The backness of the final element of /aʊ/ and /əʊ/ in British English varies between different accents/speakers. (For the MOUTH vowel, an alternative realization used in in some dialects is a long monophthongal vowel that lacks any kind of offglide, possibly something like [aː]).
The transcriptions [aʉ̯] and [əʉ̯] are reasonable, but whether or not they are "more accurate" depends greatly on the specific pronunciation that you are trying to transcribe. The IPA symbol ʊ already implies a quality that is not completely back; a distinction in quality from Spanish <au>, as in raudo, could be marked by transcribing Spanish with [au] or [aw] (and in fact, I think I've seen those transcriptions used more often than [aʊ] in the context of Spanish).
I'm not sure about the situation in Portuguese; it may be the case that for this language, the symbol [ʊ] is used instead of [u] only to mark that the vowel is not entirely close.
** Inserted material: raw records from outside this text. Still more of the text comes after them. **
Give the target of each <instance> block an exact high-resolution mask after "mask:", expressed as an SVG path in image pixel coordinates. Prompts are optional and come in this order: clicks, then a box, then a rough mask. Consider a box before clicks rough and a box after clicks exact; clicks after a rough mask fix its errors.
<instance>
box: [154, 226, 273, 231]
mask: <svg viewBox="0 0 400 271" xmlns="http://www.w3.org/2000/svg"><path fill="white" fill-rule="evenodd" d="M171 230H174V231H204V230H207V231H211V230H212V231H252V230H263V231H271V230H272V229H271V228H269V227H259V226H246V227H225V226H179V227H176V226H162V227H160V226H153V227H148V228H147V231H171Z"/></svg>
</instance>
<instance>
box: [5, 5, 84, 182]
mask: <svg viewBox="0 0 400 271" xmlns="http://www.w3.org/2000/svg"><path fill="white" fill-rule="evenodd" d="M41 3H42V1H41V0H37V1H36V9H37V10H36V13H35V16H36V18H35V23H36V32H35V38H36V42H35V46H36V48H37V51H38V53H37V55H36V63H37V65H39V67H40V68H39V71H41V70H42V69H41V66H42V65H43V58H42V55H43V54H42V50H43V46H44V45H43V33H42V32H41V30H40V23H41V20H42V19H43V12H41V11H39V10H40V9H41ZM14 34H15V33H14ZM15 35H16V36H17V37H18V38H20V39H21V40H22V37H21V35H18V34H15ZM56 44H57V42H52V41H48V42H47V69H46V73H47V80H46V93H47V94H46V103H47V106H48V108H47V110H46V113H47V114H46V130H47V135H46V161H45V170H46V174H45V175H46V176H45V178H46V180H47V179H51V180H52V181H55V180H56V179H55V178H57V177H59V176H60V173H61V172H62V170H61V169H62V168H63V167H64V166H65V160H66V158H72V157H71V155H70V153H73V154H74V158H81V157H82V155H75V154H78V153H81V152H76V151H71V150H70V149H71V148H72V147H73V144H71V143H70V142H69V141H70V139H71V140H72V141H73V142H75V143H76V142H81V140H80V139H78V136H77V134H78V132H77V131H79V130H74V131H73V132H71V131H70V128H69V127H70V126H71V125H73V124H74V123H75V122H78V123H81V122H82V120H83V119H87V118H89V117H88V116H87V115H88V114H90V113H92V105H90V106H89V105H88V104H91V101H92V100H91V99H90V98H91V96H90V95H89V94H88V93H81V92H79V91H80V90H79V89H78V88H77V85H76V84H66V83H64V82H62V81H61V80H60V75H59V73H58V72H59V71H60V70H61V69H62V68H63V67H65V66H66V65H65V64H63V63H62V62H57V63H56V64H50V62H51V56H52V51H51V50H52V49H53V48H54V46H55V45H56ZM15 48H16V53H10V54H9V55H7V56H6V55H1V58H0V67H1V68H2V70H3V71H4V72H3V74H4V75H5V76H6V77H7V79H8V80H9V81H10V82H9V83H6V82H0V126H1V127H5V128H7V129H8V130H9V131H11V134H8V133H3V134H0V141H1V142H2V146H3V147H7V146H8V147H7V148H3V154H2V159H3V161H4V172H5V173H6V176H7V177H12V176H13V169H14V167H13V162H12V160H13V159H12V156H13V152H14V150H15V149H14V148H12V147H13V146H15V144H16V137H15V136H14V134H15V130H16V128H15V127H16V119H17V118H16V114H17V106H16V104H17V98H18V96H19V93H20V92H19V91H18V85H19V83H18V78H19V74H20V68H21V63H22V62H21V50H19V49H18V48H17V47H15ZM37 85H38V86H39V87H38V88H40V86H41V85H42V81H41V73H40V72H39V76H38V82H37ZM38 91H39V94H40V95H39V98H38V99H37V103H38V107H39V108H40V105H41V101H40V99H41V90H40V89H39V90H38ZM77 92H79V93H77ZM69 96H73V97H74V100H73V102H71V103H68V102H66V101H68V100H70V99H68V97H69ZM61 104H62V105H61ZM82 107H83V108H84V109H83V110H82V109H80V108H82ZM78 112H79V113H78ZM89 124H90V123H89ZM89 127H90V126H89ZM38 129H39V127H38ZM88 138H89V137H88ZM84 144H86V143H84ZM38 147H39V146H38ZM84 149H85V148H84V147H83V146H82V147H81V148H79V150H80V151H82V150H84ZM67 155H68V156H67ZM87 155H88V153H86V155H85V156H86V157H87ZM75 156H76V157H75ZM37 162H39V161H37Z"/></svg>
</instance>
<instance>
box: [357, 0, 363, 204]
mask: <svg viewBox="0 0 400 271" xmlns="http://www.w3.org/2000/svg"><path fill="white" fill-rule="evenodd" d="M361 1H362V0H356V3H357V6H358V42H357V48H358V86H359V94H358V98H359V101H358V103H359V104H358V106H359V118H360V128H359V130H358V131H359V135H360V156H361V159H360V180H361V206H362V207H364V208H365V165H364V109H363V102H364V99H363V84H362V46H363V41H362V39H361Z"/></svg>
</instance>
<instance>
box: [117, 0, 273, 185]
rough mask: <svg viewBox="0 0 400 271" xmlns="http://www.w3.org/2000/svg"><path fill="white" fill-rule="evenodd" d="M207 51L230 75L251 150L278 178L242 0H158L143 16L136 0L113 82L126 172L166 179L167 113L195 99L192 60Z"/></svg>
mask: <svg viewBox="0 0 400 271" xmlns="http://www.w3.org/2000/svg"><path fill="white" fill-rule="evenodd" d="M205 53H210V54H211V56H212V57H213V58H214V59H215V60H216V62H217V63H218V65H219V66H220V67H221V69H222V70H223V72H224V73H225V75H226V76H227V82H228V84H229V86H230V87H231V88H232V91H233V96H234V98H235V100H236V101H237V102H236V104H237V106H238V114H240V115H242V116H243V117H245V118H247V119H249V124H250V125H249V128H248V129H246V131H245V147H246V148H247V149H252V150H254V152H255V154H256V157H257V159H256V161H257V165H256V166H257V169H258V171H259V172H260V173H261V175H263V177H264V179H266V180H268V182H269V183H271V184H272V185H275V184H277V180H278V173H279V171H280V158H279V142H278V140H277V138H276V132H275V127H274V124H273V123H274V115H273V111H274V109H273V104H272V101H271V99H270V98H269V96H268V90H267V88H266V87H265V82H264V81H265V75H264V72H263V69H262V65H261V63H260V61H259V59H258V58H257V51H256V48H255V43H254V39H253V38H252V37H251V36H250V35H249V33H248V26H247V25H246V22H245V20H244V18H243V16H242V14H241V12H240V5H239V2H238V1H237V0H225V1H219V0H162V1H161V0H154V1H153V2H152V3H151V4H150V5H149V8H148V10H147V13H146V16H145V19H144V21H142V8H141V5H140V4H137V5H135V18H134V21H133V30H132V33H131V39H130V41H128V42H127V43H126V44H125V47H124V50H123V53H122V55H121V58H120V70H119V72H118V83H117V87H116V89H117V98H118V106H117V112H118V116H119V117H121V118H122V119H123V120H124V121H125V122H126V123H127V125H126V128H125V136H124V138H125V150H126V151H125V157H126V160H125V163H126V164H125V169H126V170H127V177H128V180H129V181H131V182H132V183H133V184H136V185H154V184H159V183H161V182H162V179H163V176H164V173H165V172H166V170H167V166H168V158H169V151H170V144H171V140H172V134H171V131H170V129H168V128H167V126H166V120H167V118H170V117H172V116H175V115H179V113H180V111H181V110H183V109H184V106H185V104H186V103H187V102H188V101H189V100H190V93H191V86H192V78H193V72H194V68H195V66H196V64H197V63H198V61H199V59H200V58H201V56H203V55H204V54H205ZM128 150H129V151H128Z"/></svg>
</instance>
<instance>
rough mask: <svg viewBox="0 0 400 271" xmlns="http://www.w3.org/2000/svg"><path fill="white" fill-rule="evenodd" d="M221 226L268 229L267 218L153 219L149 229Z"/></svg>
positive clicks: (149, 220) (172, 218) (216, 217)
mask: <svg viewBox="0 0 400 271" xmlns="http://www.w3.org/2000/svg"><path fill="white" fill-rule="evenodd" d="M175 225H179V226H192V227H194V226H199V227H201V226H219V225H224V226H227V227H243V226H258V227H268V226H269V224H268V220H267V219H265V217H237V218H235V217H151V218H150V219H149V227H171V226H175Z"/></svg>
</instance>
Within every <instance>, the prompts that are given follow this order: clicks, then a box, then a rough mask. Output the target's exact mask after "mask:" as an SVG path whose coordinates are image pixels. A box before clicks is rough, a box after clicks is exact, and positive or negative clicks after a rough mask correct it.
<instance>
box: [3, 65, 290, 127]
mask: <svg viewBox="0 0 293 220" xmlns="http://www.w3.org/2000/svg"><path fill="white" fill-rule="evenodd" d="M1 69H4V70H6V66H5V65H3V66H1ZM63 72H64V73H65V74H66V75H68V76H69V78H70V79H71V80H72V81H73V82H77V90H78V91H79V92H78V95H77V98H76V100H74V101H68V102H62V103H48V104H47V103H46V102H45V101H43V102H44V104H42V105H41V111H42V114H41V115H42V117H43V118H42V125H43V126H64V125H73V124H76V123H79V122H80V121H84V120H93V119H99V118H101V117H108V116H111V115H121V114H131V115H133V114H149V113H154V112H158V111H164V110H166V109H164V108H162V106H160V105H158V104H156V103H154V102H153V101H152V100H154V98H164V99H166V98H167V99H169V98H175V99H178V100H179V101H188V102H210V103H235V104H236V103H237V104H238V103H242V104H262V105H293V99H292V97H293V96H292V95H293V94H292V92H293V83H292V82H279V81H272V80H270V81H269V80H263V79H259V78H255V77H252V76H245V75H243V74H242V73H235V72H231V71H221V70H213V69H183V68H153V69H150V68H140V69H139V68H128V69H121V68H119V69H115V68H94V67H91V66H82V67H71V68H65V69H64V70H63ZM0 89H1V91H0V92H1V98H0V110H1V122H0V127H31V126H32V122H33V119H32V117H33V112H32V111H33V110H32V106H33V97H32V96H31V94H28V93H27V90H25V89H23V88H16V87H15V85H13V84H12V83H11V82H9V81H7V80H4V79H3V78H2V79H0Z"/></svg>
That is, perhaps Portuguese [ʊ] could be more accurately transcribed as [u̞] or [o̝].
Welcome to the chaotic world of IPA vowels!
Sadly, the IPA vowel chart is kind of lacking in the vowel department, which makes answering this question difficult. The space of vowels is completely continuous, unlike e.g. the space of plosives, and the IPA vowel symbols aren't anchored to any particular phonetic feature that we can measure:
[i], for example, is "the highest, frontest vowel you can make", but a Bantu
[i] is generally significantly higher than an English one.
In my own experience, the English "W-esque" offglide is somewhat more centered than the ones you'll find in Romance, both less back and less high (and often less rounded). But for a proper comparison, you'd want to get recordings of both English and Portuguese diphthongs, then run formant analysis on them.
Formant analysis is a wonderful technique that revolutionized phonetics when it was discovered. Essentially, it can show us exactly how high and front a vowel is, with objective, reproducible numbers. (It can also tell us sort of how round or nasalized a vowel is…those aspects are harder and less precise, unfortunately.) So by comparing the formants of English and Portuguese off-glides, you can say precisely how high and back they are, then compare those numbers.
(Someone may already have done this—but if so, I wasn't able to find the data online. If you know where to find it, please feel free to comment or post a new answer!)